On 8/11/2024 11:04 am, Sean Christopherson wrote:
On Wed, Nov 06, 2024, Kai Huang wrote:
On Wed, 2024-11-06 at 07:01 -0800, Sean Christopherson wrote:
On Wed, Nov 06, 2024, Kai Huang wrote:
For this we only disable TDX but continue to load module. The reason is I think
this is similar to enable a specific KVM feature but the hardware doesn't
support it. We can go further to check the return value of tdx_cpu_enable() to
distinguish cases like "module not loaded" and "unexpected error", but I really
don't want to go that far.
Hrm, tdx_cpu_enable() is a bit of a mess. Ideally, there would be a separate
"probe" API so that KVM could detect if TDX is supported. Though maybe it's the
TDX module itself is flawed, e.g. if TDH_SYS_INIT is literally the only way to
detect whether or not a module is loaded.
We can also use P-SEAMLDR SEAMCALL to query, but I see no difference between
using TDH_SYS_INIT. If you are asking whether there's CPUID or MSR to query
then no.
Doesn't have to be a CPUID or MSR, anything idempotent would work. Which begs
the question, is that P-SEAMLDR SEAMCALL query you have in mind idempotent? :-)
It is the SEAMLDR.INFO SEAMCALL, which writes bunch of information to a
SEAMLDR_INFO structure. There's one bit "SEAM_READY" which (when true)
indicates the TDX module is ready for SEAMCALL, i.e., the module is loaded.
And yes it is idempotent I believe, even we consider TDX module runtime
reload/update.
The problem is it is a SEAMCALL, and being a SEAMCALL requires all
things like enabling virtualization first and adding another wrapper API
and structure definition to do SEAMLDR.INFO (and we are still in
discussion how to export SEAMCALLs to let KVM make).
From this perspective, I don't see a big difference between using
SEAMLDR.INFO and tdx_cpu_enable() for probing TDX.
I agree we can change to use SEAMLDR.INFO to detect in the long term
after we move VMXON out of KVM, though, because we can get a lot more
information with that besides whether module is loaded. But before
that, I see no big difference.
So, absent a way to clean up tdx_cpu_enable(), maybe disable the module param if
it returns -ENODEV, otherwise fail the module load?
We can, but we need to assume cpuhp_setup_state_cpuslocked() itself will not
return -ENODEV (it is true now), otherwise we won't be able to distinguish
whether the -ENODEV was from cpuhp_setup_state_cpuslocked() or tdx_cpu_enable().

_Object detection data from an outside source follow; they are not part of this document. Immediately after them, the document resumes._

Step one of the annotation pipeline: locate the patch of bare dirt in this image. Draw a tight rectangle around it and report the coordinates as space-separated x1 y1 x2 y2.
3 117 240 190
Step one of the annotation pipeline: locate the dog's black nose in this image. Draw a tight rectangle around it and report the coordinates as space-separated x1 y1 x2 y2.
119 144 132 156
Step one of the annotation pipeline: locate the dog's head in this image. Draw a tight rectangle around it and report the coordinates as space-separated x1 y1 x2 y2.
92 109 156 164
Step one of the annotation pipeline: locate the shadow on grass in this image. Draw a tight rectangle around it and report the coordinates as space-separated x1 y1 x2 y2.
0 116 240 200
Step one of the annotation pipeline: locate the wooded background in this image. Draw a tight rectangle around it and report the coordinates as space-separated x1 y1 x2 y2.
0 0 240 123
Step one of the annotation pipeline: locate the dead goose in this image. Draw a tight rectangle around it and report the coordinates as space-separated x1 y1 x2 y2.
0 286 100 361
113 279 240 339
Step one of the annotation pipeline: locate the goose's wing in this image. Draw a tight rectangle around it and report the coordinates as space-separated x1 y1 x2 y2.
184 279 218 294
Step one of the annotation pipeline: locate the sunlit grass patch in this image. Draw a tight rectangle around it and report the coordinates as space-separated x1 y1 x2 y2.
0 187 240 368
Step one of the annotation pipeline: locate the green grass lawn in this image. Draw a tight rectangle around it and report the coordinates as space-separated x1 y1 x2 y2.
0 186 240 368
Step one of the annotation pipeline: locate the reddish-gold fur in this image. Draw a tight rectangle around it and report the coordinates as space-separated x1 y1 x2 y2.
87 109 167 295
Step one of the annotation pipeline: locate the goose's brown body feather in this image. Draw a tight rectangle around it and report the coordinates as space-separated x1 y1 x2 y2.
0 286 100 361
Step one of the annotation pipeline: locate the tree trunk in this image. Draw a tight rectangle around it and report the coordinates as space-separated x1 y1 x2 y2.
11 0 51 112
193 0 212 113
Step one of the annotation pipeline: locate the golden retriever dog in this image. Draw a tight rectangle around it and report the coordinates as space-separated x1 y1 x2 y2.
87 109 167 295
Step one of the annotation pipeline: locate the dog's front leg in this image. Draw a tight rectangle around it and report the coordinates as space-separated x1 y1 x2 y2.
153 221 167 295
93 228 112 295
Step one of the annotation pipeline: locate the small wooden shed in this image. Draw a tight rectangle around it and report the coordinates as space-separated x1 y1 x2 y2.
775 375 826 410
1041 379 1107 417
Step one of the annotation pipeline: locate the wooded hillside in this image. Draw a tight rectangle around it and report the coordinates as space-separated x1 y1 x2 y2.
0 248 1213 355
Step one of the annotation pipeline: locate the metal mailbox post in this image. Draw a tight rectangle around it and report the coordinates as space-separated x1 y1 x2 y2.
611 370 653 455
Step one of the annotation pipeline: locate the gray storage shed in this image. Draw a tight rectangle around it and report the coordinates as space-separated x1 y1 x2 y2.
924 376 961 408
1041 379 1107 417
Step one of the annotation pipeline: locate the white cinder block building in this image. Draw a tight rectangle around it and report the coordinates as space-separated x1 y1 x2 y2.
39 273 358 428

Unless we choose to do tdx_cpu_enable() via on_each_cpu() separately.
Btw tdx_cpu_enable() itself will print "module not loaded" in case of -ENODEV,
so the user will be aware anyway if we only disable TDX but not fail module
loading.
That only helps if a human looks at dmesg before attempting to run a TDX VM on
the host, and parsing dmesg to treat that particular scenario as fatal isn't
something I want to recommend to end users. E.g. if our platform configuration
screwed up and failed to load a TDX module, then I want that to be surfaced as
an alarm of sorts, not a silent "this platform doesn't support TDX" flag.
My concern is still the whole "different handling of error cases" seems over-
engineering.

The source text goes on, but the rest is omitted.